Thanks BM
My partner read my post last night. Hadn't realised how gutted I was.
And he has always said the same thing to me you have just written - racing should be fun.
Yestersday morning, I actually thought about coming and editing the self-pity out of my post, because it isn't really helpful.

I think I was just in some kind've shock after the Saturday race at how I felt. I have been disappointed at my results before, but never felt despair. And over a bike race? Crazy! But we had so many in the house I really couldn't talk it through comfortably with anyone. I just wasn't expecting the intensity of the emotion - and over a club race... and I didn't understand myself.

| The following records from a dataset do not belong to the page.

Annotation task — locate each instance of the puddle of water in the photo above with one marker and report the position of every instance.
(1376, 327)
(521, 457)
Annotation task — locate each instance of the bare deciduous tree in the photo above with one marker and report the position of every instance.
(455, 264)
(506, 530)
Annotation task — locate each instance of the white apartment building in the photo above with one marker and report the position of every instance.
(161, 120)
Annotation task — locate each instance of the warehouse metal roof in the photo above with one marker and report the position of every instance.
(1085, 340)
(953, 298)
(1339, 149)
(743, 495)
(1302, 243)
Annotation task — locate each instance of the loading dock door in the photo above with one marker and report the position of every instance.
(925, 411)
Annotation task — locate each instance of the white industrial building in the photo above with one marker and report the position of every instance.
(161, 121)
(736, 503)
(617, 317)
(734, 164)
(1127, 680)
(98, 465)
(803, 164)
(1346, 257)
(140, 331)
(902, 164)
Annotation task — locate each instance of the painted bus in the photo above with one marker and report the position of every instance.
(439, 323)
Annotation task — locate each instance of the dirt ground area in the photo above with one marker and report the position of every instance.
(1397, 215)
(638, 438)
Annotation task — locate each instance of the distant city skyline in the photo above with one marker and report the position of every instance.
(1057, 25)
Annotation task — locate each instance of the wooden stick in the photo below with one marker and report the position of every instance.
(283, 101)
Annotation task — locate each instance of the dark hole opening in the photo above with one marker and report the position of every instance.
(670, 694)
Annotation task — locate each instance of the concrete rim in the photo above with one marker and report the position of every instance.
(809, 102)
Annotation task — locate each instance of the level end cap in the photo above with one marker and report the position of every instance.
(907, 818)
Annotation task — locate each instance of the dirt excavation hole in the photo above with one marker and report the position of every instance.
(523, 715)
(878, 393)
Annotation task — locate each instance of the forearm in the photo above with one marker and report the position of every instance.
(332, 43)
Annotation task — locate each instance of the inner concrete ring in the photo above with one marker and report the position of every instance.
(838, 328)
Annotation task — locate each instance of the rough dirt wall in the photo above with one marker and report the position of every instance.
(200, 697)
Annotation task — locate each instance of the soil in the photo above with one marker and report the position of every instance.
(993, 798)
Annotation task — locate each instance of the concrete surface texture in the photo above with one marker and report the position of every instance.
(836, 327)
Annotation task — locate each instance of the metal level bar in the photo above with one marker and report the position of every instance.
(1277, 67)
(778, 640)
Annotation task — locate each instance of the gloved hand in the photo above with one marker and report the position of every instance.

Next week, my game plan is changing. I will stay with them as long as I can and do no work at all (one mistake on Saturday was I tried to shut down a break! Stupid! Not when this is only my third club race with this grade! Sometimes you make silly calls and that was one).
So next week I sit in, hang on and if I don't enjoy it, I will ride back down a grade for the rest of the summer series. My partner suggested riding down a grade for a while - and it is such a good idea, because I have had very few races since October... I need to get race practice in again.

So thankyou for your words, BM, they are perfect... and my perspective is a bit more rational now... and I'm biking to and from work today...

Major lesson reminder for me... after a hard ride, you MUST go for a spin the following day. I just wasn't interested in hoping on the bike yesterday, but this morning my legs hurt sooooo much.

So I'm off to spin gently to work, a nice hours ride as the sun rises... thats what its about. I love riding on empty roads.